I am experimenting Piece-Wise Exponential Model for survival data. What is the best way to fit the model? Is there an existing package?
3 Answers
You basically just need to transform the data to a suitable format. Then you can estimate the piece-wise constant baseline hazard using penalized splines. If you assume that the true, underlying hazard is smooth, you can improve the approximation by icreasing the number of intervals/reducing interval lengths (the cut argument below). More info (with R examples) on estimating the baseline hazard with PEMs/PAMMs can be found here: https://adibender.github.io/pammtools/articles/baseline.html
An example with R below:
## install the pammtools package for data transformation and example data
devtools::install_github("adibender/pammtools")
library(pammtools)
library(survival)
library(ggplot2)
theme_set(theme_bw())
library(mgcv)
# load example data
data(tumor)
## transform to piece-wise exponential data (PED)

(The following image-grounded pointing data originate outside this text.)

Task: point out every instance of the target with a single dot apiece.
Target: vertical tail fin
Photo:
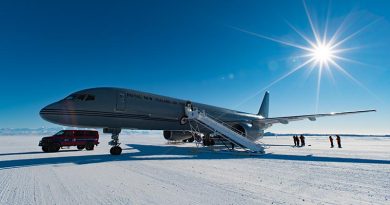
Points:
(264, 108)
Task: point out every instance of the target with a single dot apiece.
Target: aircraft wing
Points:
(286, 120)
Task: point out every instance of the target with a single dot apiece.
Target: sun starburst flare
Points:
(322, 51)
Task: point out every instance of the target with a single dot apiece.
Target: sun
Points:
(321, 50)
(322, 53)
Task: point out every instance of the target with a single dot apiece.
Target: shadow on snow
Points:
(154, 152)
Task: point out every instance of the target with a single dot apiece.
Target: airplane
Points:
(114, 109)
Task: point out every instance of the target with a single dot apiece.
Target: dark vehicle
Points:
(87, 139)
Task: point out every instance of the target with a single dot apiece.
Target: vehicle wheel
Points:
(116, 150)
(54, 148)
(45, 149)
(89, 146)
(192, 139)
(184, 120)
(80, 147)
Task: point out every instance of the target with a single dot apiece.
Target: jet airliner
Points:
(114, 109)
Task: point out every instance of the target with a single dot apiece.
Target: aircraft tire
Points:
(116, 150)
(80, 147)
(183, 120)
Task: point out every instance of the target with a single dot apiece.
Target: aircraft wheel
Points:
(184, 120)
(89, 146)
(116, 150)
(192, 139)
(80, 147)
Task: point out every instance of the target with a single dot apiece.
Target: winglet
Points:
(264, 108)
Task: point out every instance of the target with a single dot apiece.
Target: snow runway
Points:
(152, 172)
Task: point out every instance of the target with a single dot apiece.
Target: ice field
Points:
(150, 171)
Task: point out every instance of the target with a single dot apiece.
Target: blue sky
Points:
(190, 50)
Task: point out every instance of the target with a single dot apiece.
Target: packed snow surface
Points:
(151, 171)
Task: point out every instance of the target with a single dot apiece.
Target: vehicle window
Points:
(79, 133)
(90, 97)
(60, 133)
(68, 133)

ped_tumor <- as_ped(Surv(days, status) ~ ., data = tumor, cut = seq(0, 3000, by = 100))
# Fit the Piece-wise-exponential Additive Model (PAM) instead of PEM
# with piece-wise constant hazards, term s(tend), and constant covariate effects:
pam <- mgcv::gam(ped_status ~ s(tend) + age + sex + complications,
data = ped_tumor, family = poisson(), offset = offset)
summary(pam)
## plot baseline hazard:
ped_tumor %>%
make_newdata(tend=unique(tend), age = c(0), sex = c("male"), complications=c("no")) %>%
add_hazard(pam) %>%
ggplot(aes(x = tstart, y = hazard)) +
geom_stepribbon(aes(ymin = ci_lower, ymax = ci_upper), alpha = 0.2) +
geom_step()
- 527
-
I used your code to perform a similar analysis. I obtained hazard rate from add_hazard. How would you interpret hazard = 0.02 given that age = 20, sex = female, and tend = 100? I interpreted this as the expected number of deaths the female cohort at age 20 would experience death during the interval 0-100 days is 0.02 but that doesn't make much sense...Thank you. – Meo Sep 07 '18 at 21:55
-
@Meo
add_hazardreturns the hazard rate, which is the probability of having an event (given covariate specification) in interval 0-100, divided by the length of the interval. You usually interpret the hazard rate by comparison with hazard rates with other covariate specifications (e.g. males vs. femaies to see which covariate specification has higher hazard), for example by calculating the hazard ratio. – adibender Sep 09 '18 at 16:23 -
Hi adibender, I was trying to replicate the result for a paper where they plotted the hazard rates but using a different dataset. The confidence interval in my codes exceeded 1, which is why I am having a hard time explaining it in my report. Hence my question. Thank you so much for your reply and your R package- very helpful! – Meo Sep 10 '18 at 22:14
-
@Meo In general, the hazard rate ca be > 1, thus upper CI with values of > 1 can also occurr. Glad I could help. If you have other questions or want to collaborate on survival projects you can also drop me an email (see contact details on the package homepage) – adibender Sep 11 '18 at 06:26
in order to get a satisfying answer, you should provide some details about the context and problem for which you want to run a piecewise Exponential model. There are several packages which might address your problem and each of them has its own peculiarity. You may want to look at the CRAN Task View on Survival Analysis where you can have several references.
By far, the most know R package to run survival analysis is survival. This is a huge package which contains dozens of routines. As you pointed out in the comment, you can run a Cox proportional model through the function coxph(). There are caveats when you do this though. For instance, coxph() estimates a semi-parametric Cox Proportional Model as given by the following equation:
$$
\lambda(t) = \lambda_0(t) \exp\left[\boldsymbol\beta^T(t) \mathbf{z}(t)\right]
$$
where $\lambda_0(t)$ is the baseline hazard on which you don't take any assumptions. This is estimated non-parametrically then, while the $\exp\left[\boldsymbol\beta^T(t) \mathbf{z}(t)\right]$ is estimated through Maximum Likelihood so that it gives you the effects of every covariate you put into the model. If you want to model your data this way, then coxph() is the way to go.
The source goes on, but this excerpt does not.